In a fast-paced and data-driven world, the management of information and knowledge is essential. Businesses in particular rely on making knowledge accessible internally as quickly, clearly, and concisely as possible. Knowledge management is the process of creating, extracting, and utilizing knowledge to improve business performance. It includes methods that help organizations identify and extract knowledge, distribute it, and use it to better achieve their goals. However, this can be a complex and challenging task, especially in large companies.

Natural Language Processing (NLP) promises to provide a solution. This technology has the potential to revolutionize the knowledge strategy of companies. NLP is a branch of artificial intelligence that deals with the interaction between computers and human language. By using NLP, companies can gain insights from large amounts of unstructured text data and convert them into actionable knowledge.

In this blog post, we examine how NLP can improve knowledge management and how companies can use NLP to perform complex processes quickly, safely, and automatically. We explore the benefits of using NLP in knowledge management, the various NLP techniques used, and how companies can use NLP to achieve their goals better with artificial intelligence.

Case Study for effective knowledge management

Using the example of email correspondence in a construction project, we illustrate the application and added value of natural language processing. We use two emails as specific examples that were exchanged during the construction project: an order confirmation for ordered items and a complaint about their quality.
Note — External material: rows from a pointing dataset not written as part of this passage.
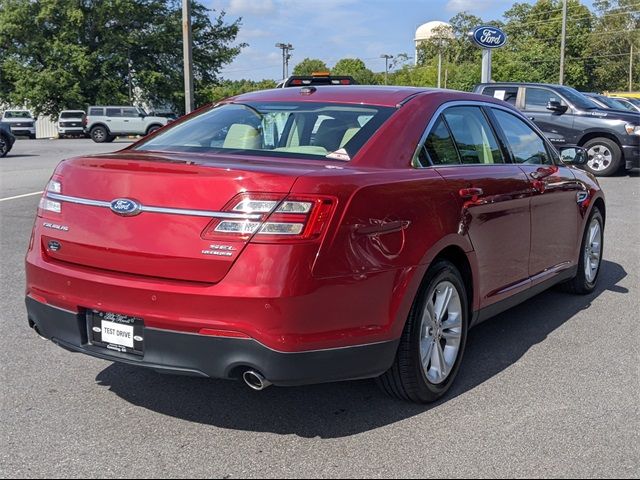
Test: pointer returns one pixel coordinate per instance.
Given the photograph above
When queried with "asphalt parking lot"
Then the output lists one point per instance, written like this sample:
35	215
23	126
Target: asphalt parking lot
550	388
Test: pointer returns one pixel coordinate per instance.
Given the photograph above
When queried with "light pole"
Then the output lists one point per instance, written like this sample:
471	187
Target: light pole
286	48
386	67
187	56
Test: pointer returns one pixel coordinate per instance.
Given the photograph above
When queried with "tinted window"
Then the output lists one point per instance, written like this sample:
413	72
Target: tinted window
538	98
299	130
473	135
508	94
439	146
526	145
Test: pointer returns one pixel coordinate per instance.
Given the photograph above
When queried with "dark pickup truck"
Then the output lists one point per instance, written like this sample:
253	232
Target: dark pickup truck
567	117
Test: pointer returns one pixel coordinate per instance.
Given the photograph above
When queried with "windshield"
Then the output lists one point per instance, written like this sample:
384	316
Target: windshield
578	99
17	114
298	130
72	115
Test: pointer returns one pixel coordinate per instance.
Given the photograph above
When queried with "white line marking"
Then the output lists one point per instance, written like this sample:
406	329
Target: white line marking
21	196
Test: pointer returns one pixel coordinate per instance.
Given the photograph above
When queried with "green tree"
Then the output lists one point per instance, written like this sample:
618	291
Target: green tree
310	65
355	68
60	54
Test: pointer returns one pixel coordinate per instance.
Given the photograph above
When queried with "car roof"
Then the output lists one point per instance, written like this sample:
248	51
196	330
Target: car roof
387	96
521	84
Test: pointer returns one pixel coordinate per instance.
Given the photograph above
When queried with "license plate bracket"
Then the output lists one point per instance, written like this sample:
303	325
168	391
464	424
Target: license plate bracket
116	332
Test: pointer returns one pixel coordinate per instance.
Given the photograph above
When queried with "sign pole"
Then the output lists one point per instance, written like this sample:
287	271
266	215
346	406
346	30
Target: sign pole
486	65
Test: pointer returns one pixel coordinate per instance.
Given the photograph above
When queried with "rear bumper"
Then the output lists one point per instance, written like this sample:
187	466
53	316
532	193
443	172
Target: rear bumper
631	154
199	355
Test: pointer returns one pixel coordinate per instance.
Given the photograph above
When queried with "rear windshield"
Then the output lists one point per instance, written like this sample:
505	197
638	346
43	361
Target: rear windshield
299	130
71	114
17	114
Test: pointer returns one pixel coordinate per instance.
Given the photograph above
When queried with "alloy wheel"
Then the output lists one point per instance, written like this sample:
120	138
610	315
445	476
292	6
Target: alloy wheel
593	251
600	157
441	332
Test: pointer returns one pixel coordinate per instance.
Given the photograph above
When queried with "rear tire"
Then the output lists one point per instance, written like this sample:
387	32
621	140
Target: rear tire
590	261
604	157
434	338
4	146
99	134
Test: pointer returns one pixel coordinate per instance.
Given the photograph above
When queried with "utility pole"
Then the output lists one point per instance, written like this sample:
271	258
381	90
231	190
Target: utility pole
386	67
187	56
286	56
563	41
631	69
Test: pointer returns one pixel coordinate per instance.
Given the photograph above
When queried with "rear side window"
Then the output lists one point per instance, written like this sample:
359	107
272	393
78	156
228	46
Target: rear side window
439	146
537	99
476	142
526	145
508	94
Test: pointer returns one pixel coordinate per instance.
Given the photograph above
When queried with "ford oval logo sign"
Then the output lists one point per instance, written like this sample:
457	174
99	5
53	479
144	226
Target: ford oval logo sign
125	207
489	37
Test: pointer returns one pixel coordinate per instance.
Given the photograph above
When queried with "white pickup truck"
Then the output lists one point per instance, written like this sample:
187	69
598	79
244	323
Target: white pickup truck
21	122
104	124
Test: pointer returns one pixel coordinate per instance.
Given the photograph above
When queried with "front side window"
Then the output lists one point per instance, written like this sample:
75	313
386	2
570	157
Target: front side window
537	99
473	135
299	130
526	145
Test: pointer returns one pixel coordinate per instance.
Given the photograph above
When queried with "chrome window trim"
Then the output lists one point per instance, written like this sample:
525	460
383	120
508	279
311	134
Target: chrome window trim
151	209
415	162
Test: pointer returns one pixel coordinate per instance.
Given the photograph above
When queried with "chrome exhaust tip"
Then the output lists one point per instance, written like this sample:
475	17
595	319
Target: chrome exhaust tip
255	381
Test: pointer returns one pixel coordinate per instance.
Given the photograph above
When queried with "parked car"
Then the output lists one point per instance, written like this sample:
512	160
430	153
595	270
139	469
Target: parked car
612	138
7	139
21	122
335	234
610	102
104	124
71	123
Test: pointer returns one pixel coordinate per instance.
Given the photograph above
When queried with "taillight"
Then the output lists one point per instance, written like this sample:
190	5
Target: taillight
294	218
47	204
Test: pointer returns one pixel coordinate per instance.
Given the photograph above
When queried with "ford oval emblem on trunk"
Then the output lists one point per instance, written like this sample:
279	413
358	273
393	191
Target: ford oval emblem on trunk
125	207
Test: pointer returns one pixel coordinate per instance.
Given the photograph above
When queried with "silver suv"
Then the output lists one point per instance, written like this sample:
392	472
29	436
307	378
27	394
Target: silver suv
104	124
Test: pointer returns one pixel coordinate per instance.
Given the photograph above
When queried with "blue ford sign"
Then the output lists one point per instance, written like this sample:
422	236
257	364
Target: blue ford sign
489	37
125	207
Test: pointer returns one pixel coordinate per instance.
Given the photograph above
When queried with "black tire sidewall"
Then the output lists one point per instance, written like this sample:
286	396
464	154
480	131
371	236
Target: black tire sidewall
440	271
583	284
616	151
104	137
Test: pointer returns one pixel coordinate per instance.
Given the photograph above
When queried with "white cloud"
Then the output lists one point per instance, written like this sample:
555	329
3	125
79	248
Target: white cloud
250	7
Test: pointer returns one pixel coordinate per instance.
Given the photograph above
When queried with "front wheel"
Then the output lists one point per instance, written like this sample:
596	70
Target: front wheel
604	157
4	146
433	340
590	259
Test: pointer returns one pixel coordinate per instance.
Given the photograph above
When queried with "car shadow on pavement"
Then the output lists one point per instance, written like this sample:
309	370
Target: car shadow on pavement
344	409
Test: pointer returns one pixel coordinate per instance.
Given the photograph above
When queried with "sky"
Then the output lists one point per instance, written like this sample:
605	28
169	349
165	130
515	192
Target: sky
335	29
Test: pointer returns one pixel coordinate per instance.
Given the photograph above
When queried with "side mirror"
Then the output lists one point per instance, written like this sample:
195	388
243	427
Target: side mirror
574	155
556	106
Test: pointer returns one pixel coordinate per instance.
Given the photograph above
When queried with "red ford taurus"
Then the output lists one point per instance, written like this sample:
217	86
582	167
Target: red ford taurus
310	235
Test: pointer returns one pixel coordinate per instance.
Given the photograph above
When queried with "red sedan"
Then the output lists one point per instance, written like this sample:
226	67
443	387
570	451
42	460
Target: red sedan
314	234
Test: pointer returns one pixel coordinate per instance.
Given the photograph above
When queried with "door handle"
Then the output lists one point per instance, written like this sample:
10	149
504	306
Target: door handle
470	192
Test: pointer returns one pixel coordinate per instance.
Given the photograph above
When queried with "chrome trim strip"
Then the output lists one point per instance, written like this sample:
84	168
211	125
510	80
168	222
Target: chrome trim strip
150	209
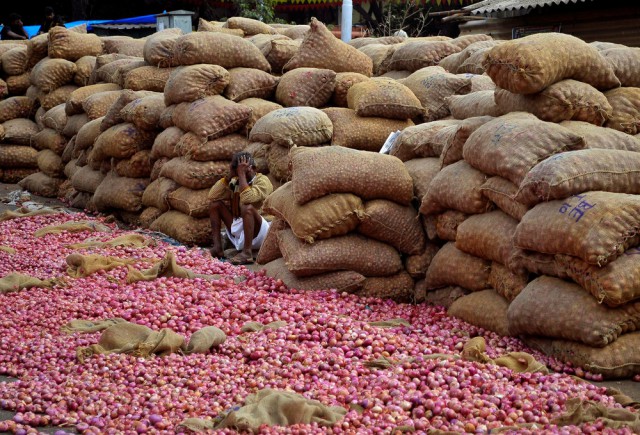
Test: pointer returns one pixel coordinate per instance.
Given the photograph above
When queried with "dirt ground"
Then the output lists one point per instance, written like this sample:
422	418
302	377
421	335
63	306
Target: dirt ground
628	387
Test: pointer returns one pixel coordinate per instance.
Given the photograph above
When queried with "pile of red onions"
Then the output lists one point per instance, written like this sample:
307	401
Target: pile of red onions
320	353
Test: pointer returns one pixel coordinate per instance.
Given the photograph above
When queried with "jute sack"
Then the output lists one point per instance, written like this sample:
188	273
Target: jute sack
144	112
18	156
18	85
625	62
190	83
20	131
49	139
397	287
447	224
77	98
13	176
450	266
321	49
50	74
215	48
506	282
602	137
397	225
50	163
149	215
281	52
573	172
551	307
301	126
511	145
194	203
351	252
422	172
98	105
41	184
120	193
492	316
84	69
533	63
157	192
192	174
384	98
88	134
250	83
329	216
147	78
278	162
453	137
626	110
113	115
211	117
69	45
480	103
616	361
343	281
122	141
74	124
249	26
319	171
344	82
487	235
269	250
306	87
259	108
414	55
562	101
416	142
57	96
183	228
14	61
359	132
614	284
138	166
432	86
456	187
384	40
417	265
502	193
16	107
462	42
195	148
594	226
159	48
86	179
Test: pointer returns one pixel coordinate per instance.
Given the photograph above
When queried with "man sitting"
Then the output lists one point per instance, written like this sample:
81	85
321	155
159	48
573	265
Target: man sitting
246	190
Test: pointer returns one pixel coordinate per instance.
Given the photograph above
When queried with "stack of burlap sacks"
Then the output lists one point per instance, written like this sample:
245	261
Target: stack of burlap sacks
540	206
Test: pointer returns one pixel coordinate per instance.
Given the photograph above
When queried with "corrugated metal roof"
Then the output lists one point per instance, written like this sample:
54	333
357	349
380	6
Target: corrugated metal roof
512	8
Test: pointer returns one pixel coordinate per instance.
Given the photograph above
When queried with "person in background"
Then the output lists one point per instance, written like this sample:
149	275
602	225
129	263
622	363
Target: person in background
246	190
13	29
50	20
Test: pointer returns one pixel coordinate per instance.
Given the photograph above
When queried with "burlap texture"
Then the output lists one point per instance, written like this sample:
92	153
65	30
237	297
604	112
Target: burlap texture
533	63
594	226
343	281
321	49
487	235
190	83
485	309
322	218
452	267
456	187
511	145
351	252
301	126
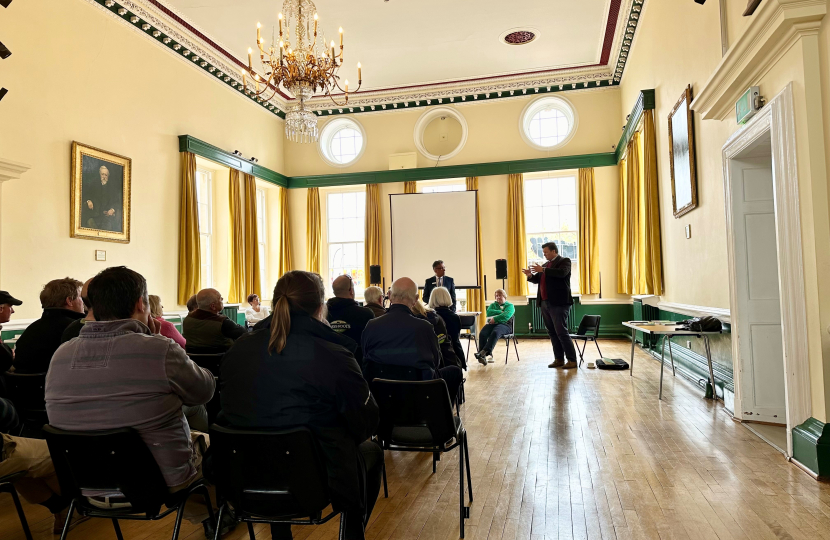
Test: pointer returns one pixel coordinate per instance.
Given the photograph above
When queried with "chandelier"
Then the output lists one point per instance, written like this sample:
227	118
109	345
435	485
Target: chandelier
303	66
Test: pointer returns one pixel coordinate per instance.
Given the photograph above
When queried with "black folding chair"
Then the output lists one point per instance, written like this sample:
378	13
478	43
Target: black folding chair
588	331
115	461
27	394
511	337
417	417
271	477
7	486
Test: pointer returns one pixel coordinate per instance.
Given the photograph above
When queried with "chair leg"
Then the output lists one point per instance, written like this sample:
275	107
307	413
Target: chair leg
20	514
467	459
117	528
68	520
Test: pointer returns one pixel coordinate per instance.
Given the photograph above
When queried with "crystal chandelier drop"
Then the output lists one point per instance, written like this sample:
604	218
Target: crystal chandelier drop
302	66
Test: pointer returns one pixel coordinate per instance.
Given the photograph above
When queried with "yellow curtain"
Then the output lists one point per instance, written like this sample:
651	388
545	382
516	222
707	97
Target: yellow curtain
516	238
285	264
190	260
588	244
314	234
252	275
475	297
372	253
236	290
650	260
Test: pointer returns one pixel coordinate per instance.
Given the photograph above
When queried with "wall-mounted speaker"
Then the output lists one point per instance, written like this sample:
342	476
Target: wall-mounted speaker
501	268
374	274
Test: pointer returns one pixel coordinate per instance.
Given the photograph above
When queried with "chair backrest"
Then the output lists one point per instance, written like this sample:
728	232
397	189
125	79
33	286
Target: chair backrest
27	392
113	460
589	325
210	362
256	469
467	321
414	404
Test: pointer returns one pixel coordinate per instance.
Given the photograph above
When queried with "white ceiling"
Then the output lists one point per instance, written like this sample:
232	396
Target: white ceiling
402	43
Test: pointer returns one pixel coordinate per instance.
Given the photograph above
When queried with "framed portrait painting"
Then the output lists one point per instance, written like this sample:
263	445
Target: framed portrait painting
682	156
100	195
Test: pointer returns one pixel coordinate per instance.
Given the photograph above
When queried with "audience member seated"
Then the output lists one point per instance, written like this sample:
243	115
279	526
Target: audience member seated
62	304
402	339
257	312
499	314
293	372
74	328
206	329
121	373
40	485
441	301
166	328
374	300
448	356
344	314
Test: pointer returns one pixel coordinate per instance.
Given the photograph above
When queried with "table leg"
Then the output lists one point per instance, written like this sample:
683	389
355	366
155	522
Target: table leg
711	370
671	356
662	363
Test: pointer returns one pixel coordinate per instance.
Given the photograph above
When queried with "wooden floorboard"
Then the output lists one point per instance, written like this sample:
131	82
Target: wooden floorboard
579	454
For a new building, the builder requested quotes for products from a variety of suppliers, including thermal insulation. Eventually, they were ordered from a supplier. In an email, the supplier clarifies the ordered items, their properties and costs, and confirms the delivery on a specified date. Later, the builder discovers that the quality of the delivered products does not meet the expected standards. The builder informs the supplier of this in a written complaint, also via email. The text of these emails contains a wealth of information that can be extracted, processed, and further processed using NLP methods to improve understanding. Due to the large number of different offers and interactions, manual processing is very time-consuming, and programmatic evaluation of the communication provides a remedy.

Next, we introduce a knowledge management pipeline that gradually checks these two emails for their content and provides users with the maximum benefit through text processing. Click on the interactive boxes to see how the Knowledge Management Pipeline works!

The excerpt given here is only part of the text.